Protective effects of carvedilol in murine model with the coxsackievirus B3-induced viral myocarditis.

Carvedilol, a nonselective beta-blocker with additional alpha1-adrenergic blocking and antioxidant properties, has been shown to be cardioprotective in experimental myocarditis. However, the antioxidative effects of carvedilol have not been investigated in the setting of acute viral myocarditis. Therefore, this study investigated whether carvedilol protects against viral myocarditis primarily by its antioxidant and/or antiinflammatory properties. In a coxsackievirus B3 murine myocarditis model (Balb/c), effects of carvedilol and metoprolol on myocardial histopathological changes, cytokine levels, virus titers, malondialdehyde (MDA), and superoxide dismutase (SOD) contents were studied. Carvedilol markedly attenuated myocardial lesions and increased interferon-gamma and interleukin-12 production (cytokines) on day 7 with concomitant reduction of myocardial virus replication.

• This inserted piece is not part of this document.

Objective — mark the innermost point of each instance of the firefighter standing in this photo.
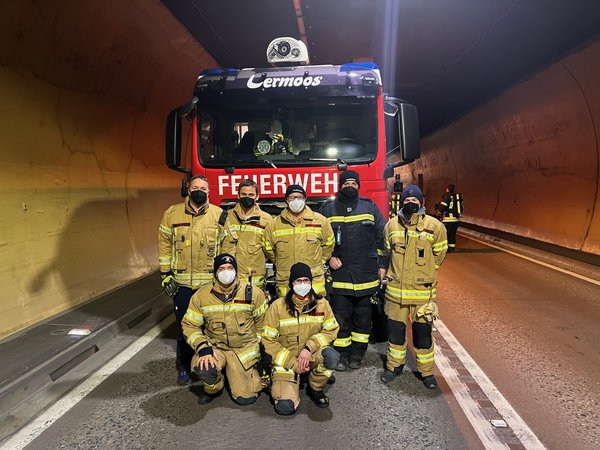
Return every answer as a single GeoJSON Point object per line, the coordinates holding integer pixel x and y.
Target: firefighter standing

In addition, only carvedilol decreased the content of MDA and increased the content of SOD on day 14. Metoprolol as well as bunazosin (a higly selective alpha1-adrenergic blocking agent) had no significant effects in this model. The results indicate that the superior protection of carvedilol in this model is probably the result of its antioxidative effects and the upregulation of antiinflammatory cytokines.